Anthony stared at him. “I can’t see that it matters, but I sat in the one by the fireplace.”

“It’s very natural, then, that one or two golden hairs should be found upon the back of that chair, isn’t it?” His voice became sharp. “It would be very curious, you’ll agree, if they were found on any other chair in this room.”

“Very curious,” said Anthony boldly.

The Inspector’s eyes were dark and greedy. “What would you say if I told you that these were found on the chair in which I am sitting?” He took from an envelope two thin golden hairs.

“I should say it was damned nonsense,” Anthony said.

The Inspector laughed pleasantly. “I am happy to say that they were found in the chair you sat in, Mr Shelton.” He looked at the hairs in the envelope and said musingly, “I have known as small a thing as this hang a man. And now, since you have been so frank with me, let me be equally frank with you, and tell you some of the things you want to know.”

Mrs Upton, he told them, had come that morning at half-past eight, and had let herself in as usual. Sometimes Jebb got up early and made his own breakfast, but otherwise she knocked at the door of his bed-sitting-room and asked him what he would like to eat. She did so this morning, and when she received no reply she opened the door. As soon as she did so she saw his body in the wheel chair, screamed, fainted – and called the police.

Investigation revealed that Jebb had been killed by several blows from some heavy object, which had broken his skull. They had no need to search for the heavy object; one of the heavy crutches with which he walked was lying on the floor, spattered with blood and brains. Since he was unable to rise from the wheel chair without crutches, the Inspector pointed out, he would have been at the mercy of anyone who took them away. The murderer had ransacked the room and, as they could see for themselves, had done it thoroughly. He had lighted a fire in the grate and burned a considerable mass of papers, taking care to pound the ash to a pulp afterwards. He had then, presumably, left the flat.

Questioning of the tenants in the other flats revealed nothing. The first-floor flat had been empty for nearly a year, and the second and third floors were used as offices, and empty at night. Medical evidence fixed the time of death between eleven o’clock at night and two in the morning.
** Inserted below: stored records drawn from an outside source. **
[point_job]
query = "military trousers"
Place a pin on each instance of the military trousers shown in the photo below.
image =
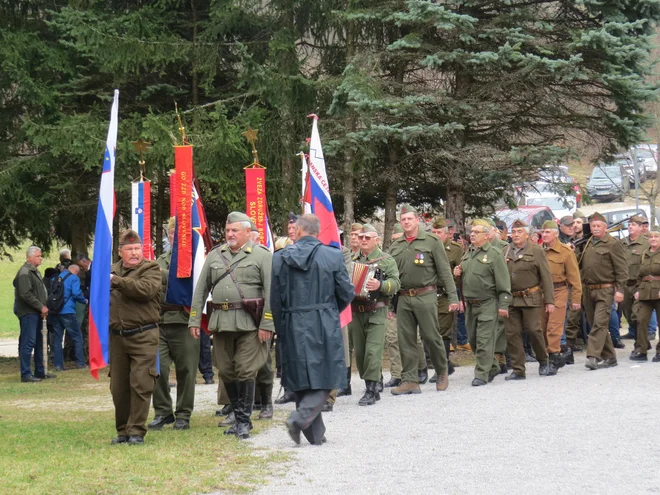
(553, 323)
(481, 322)
(644, 312)
(528, 320)
(419, 311)
(176, 346)
(239, 355)
(367, 331)
(133, 376)
(597, 305)
(393, 352)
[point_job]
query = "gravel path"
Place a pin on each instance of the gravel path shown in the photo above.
(578, 432)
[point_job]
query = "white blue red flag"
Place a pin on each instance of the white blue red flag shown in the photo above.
(321, 203)
(99, 299)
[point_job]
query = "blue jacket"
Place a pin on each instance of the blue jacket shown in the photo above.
(72, 293)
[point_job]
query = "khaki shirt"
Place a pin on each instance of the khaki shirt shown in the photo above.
(634, 250)
(423, 262)
(485, 275)
(529, 268)
(169, 317)
(604, 261)
(564, 269)
(252, 270)
(390, 283)
(650, 265)
(134, 295)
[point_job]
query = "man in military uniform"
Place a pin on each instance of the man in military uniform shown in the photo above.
(566, 280)
(178, 346)
(367, 328)
(487, 293)
(237, 274)
(446, 318)
(531, 290)
(423, 265)
(604, 274)
(634, 245)
(135, 286)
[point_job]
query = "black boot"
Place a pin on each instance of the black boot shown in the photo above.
(244, 410)
(346, 391)
(266, 392)
(369, 397)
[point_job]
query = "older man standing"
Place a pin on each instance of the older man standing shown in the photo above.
(487, 293)
(30, 300)
(135, 286)
(604, 275)
(237, 274)
(423, 265)
(310, 287)
(532, 291)
(566, 280)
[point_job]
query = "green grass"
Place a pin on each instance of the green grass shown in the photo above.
(9, 328)
(56, 438)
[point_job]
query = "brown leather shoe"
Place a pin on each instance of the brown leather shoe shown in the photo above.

A telephone call had been made to Jebb’s number just after eleven o’clock from a call box near Charing Cross.

Inspector Wrax stopped, and regarded them with a smile which somehow lacked benevolence. “Perhaps you think we have gathered rather little information. But we have grounds for believing that the murderer was a man known to Jebb, that he was right-handed, and that the crime was unpremeditated.
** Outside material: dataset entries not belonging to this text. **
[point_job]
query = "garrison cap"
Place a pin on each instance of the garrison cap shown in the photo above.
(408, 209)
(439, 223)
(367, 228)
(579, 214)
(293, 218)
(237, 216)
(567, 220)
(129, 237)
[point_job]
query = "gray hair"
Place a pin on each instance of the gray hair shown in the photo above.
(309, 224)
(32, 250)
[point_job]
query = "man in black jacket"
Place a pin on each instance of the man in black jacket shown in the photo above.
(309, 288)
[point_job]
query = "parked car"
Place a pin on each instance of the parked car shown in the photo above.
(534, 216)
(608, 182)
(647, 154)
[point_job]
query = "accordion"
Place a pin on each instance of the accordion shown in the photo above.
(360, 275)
“Consider, first, that eleven o’clock is a curious hour at which to pay a call. It’s unlikely that Jebb would have made an appointment in advance for a meeting here at eleven o’clock at night. Probably the appointment was made through the telephone call from the murderer; and again we can assume that Jebb wouldn’t ask somebody to come and see him at that hour unless he knew them. The murder was clearly unpremeditated, in view of the weapon used, and the direction of the blows indicates that they were struck by somebody right-handed.”

He produced another envelope, and showed them two cigarette stubs. “Next we have these stubs. There are two of them. Mrs Upton came back yesterday evening to cook a meal, and she is positive that there were no cigarette stubs in the ashtray on Jebb’s desk (where these were found) when she left, after tidying up as she always does. You will notice that these stubs, which are Player’s No.3, show no trace of lipstick. They were smoked either by a man or by a woman who does not use lipstick. They may, of course, belong to another visitor. If so, let us hope that he will come forward.” His greedy eyes moved to Vicky. “Did you say something, Miss Rawlings?”